Parental opposition is the most frequently mentioned difficulty. This varies very much in its strength. In some cases it amounts only to mild doubts. In a few other cases parents showed active opposition and made things as difficult as possible. Some examples of answers in this group are:

“My parents didn’t think I was strong enough. They thought I was doing it because my two sisters are nurses”

“Father was against it. He said I wouldn’t like to see all the different things, and thought the hours were too long”

“Daddy didn’t see why I should be a nurse when I had taken up fashion drawing. He gave me no allowance for three months thinking that would choke me off nursing”

A supplementary sample of mothers interviewed in the previous inquiry showed that their attitudes to nursing were certainly no less favourable than that of working women aged under 35. Of those with daughters wishing to nurse, more than half said that they would not stand in the way.
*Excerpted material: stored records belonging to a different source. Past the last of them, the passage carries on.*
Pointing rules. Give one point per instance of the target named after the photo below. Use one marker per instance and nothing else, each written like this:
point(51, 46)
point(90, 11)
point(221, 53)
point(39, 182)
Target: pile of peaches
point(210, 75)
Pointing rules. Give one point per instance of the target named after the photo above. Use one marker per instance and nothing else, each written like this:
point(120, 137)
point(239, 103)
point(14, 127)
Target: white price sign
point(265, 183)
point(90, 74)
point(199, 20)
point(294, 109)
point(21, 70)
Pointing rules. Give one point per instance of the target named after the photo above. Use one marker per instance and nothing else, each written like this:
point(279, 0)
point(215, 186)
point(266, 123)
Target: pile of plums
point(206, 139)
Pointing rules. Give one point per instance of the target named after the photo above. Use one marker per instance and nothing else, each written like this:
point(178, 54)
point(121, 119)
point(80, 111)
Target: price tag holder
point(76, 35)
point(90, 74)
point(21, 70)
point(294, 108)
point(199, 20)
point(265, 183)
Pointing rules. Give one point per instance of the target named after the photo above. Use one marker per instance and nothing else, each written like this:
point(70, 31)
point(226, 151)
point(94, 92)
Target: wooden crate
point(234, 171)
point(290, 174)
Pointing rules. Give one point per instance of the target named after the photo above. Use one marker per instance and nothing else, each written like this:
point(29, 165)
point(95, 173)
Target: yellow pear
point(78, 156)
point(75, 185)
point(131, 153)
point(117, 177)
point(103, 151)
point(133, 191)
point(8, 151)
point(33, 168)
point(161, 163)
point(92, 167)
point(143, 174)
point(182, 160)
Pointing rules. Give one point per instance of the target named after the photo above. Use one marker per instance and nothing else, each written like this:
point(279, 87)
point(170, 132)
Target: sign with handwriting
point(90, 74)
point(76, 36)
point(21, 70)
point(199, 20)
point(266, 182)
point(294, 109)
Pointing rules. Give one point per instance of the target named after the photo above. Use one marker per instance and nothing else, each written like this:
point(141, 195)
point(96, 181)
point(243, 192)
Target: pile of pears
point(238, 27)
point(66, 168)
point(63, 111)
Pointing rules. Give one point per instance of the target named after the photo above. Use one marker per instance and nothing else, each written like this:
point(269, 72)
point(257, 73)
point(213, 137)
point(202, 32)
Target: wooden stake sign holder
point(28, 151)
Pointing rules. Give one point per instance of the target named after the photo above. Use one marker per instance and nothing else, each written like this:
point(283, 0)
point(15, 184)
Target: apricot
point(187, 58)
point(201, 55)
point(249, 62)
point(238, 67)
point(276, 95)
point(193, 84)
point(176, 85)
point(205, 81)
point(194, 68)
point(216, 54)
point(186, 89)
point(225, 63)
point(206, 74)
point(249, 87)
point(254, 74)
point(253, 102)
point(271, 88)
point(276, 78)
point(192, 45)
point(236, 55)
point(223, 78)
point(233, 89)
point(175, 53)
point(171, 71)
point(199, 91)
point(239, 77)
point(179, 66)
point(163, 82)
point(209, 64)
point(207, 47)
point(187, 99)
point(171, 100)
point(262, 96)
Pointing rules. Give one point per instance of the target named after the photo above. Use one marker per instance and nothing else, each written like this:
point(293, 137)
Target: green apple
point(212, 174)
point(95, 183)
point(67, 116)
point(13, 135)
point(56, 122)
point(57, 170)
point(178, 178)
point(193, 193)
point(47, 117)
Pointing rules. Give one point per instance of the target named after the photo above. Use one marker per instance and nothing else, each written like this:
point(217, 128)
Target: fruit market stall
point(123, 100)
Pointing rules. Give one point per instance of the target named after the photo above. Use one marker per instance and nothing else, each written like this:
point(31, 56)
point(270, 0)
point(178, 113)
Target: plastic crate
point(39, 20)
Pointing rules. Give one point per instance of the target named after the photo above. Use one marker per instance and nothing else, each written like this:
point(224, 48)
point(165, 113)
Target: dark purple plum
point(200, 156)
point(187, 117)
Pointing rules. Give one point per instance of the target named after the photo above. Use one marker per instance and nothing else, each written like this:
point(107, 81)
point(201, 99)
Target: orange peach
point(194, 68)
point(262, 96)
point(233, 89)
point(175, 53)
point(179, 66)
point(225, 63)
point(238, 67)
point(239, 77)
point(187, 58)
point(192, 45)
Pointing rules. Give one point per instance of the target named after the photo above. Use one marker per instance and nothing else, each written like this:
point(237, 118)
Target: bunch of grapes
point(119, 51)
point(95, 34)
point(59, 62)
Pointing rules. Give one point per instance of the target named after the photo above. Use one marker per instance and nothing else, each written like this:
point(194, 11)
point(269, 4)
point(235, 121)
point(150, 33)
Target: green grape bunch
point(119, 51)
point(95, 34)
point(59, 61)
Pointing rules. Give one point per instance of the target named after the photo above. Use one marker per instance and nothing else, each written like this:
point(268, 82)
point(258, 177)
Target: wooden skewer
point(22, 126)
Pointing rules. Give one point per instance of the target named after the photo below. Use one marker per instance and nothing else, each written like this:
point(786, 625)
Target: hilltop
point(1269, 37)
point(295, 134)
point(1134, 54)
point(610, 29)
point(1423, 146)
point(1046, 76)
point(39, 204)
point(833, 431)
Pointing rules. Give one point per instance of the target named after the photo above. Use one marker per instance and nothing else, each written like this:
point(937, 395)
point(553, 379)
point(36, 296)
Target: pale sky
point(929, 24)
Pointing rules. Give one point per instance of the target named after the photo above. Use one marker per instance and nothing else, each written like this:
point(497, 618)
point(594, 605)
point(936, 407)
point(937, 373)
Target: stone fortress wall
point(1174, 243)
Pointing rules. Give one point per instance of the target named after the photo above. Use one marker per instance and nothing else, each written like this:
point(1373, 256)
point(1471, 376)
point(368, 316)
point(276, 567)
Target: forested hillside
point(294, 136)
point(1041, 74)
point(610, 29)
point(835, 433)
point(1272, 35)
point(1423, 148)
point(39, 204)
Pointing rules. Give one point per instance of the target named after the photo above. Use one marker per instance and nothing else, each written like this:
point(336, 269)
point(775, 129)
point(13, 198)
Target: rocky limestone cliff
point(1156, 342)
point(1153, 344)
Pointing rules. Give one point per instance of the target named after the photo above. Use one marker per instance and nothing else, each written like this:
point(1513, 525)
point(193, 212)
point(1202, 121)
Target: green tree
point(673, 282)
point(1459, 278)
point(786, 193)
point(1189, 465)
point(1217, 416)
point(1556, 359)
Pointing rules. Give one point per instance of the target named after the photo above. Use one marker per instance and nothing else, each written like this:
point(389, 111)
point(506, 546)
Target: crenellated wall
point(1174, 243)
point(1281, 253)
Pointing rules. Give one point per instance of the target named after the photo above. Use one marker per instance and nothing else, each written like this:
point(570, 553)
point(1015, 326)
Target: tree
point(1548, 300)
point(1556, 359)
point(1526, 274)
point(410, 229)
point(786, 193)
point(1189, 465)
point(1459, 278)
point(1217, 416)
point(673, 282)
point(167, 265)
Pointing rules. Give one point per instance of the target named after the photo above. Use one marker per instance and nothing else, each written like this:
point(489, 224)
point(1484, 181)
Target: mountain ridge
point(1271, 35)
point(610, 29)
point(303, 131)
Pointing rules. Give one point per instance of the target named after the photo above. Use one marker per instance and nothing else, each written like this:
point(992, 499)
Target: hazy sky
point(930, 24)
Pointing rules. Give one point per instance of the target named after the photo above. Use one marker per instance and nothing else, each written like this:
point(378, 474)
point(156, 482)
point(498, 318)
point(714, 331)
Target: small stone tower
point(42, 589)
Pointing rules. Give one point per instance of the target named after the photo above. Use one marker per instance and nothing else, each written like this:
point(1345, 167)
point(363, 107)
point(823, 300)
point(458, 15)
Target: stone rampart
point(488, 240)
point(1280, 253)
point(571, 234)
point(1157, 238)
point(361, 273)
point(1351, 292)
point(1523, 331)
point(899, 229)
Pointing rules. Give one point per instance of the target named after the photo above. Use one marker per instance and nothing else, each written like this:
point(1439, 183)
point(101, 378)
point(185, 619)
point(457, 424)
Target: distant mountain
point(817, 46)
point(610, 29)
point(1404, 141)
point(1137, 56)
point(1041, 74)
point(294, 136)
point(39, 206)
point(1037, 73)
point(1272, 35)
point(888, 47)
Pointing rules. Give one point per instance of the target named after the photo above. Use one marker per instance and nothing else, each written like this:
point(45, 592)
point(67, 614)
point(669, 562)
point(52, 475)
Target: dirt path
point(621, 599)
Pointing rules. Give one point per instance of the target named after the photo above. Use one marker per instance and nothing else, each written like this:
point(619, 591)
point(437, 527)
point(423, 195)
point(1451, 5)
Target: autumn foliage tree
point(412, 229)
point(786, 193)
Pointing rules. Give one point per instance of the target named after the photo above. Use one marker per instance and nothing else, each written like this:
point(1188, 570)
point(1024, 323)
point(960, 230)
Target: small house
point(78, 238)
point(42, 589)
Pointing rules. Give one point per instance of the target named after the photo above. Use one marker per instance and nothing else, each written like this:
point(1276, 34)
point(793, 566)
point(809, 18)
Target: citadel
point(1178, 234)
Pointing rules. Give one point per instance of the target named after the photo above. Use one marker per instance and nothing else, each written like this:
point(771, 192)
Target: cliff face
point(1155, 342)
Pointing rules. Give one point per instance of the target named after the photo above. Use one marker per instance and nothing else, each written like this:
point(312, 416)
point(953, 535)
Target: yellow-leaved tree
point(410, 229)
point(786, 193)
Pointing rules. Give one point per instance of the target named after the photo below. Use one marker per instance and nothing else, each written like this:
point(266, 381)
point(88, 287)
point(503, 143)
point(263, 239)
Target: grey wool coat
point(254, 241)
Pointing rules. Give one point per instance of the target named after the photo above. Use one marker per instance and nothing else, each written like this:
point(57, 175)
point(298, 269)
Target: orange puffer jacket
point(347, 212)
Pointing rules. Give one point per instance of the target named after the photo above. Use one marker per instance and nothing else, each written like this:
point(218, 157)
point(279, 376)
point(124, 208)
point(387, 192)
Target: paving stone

However, there were some doubts. It seems that mothers can show a favourable attitude towards nursing as a profession, but still not be very keen on their own daughters taking it up.

Student nurses were not asked to say from which parent the objections came. Most of them did not specify which. There is no statistically significant difference in the proportions who mentioned mothers and fathers.

Amongst the working women interviewed before who had wished to take up nursing, economic difficulties were of most importance. 26% of those who had wished to nurse mentioned such difficulties and a further 15% said they were unable to leave home for various reasons. Only 4% of the nurses mention such difficulties and it would seem, therefore, that this sort of difficulty is the least likely to be overcome. It has been shown that the student nurses came largely from the middle economic and social groups. Only 2% of the working woman who wished to become nurses said that their parents had prevented them.

It seems, therefore, that although opposition from parents is considerable it is not often so great a difficulty as to prevent girls who want to nurse from doing so. Economic circumstances on the other hand form a serious factor in preventing girls from becoming nurses. The latter cannot be altered by persuasion.

Some of the nurses had doubts as to their ability to do the job, or as to whether they should like it. Of the working women interviewed in the previous inquiry who wished to nurse, about 15% thought they would not like the job on finding out more about it and, therefore, changed their minds.

8% of nurses had doubts about leaving home and 15% of the working women who wished to nurse said they were unable to because they could not leave home.

Analyses of the answers made to this question by different groups of nurses show no statistically significant difference with one possible exception. Of those with elementary education, 16% were anxious about studying for exams. as against 9% of those with secondary or high school education. The standard error of the difference between these two results is 3.5% and it is unlikely, therefore, to be due to chance. Also it would be reasonable to expect such a difference. However, it is only a small one.

In all other respects the results for different groups are very similar to one another.